Table 2 Substrate specificity of AcXEA ^a compared to recombinant feruloyl esterases (rAnFaeA and rAnFaeB). 

^a AcXEA was partially purified by electroelution from a zymogram band. Activity values are expressed as U mg^-1 protein. N.D.: activity not detected. Results are mean values of two or three determinations. One unit (U) is defined as the amount the enzyme that catalyses the release of 1 µmol of acid per minute.

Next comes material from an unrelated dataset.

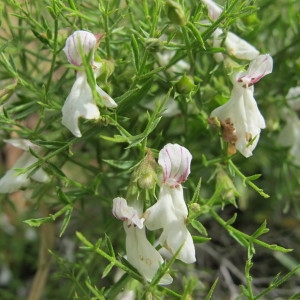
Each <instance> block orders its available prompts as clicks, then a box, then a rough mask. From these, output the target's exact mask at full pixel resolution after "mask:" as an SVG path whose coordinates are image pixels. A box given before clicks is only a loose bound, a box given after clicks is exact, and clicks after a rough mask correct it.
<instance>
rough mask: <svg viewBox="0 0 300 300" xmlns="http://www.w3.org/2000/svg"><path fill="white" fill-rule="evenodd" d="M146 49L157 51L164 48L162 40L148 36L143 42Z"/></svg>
mask: <svg viewBox="0 0 300 300" xmlns="http://www.w3.org/2000/svg"><path fill="white" fill-rule="evenodd" d="M145 44H146V49H148V50H149V51H150V52H159V51H161V50H163V49H164V44H163V41H162V40H160V39H156V38H149V39H147V40H146V42H145Z"/></svg>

3.5 Corn bran for high production of feruloyl and acetylxylan esterases

As described previously, the production of A. niger AcXEA activity using corn bran as substrate was close to that produced with wheat bran (about 0.65 in pNPA activity), where the AcXEA activity can be attributed to acetylation degree of each by-product. In other hand, the high content and availability (free and ester link) of ferulic and p-coumaric acid in corn bran (Table 1) promotes a high production of A. niger feruloyl (AnFaeA and AnFaeB) esterases, with a global feruloyl activity about 5 and 1.5 times with methyl ferulate and caffeate (for AnFaeA and AnFaeB, respectively), in comparison with the closest by-product. These results suggest that corn bran is an excellent substrate for the high production of these kind of fungal carbohydrate esterases by SSF. Work is ongoing in order to use corn bran as substrate in other Aspergillus species to increase their feruloyl and acetylxylan esterase production by SSF.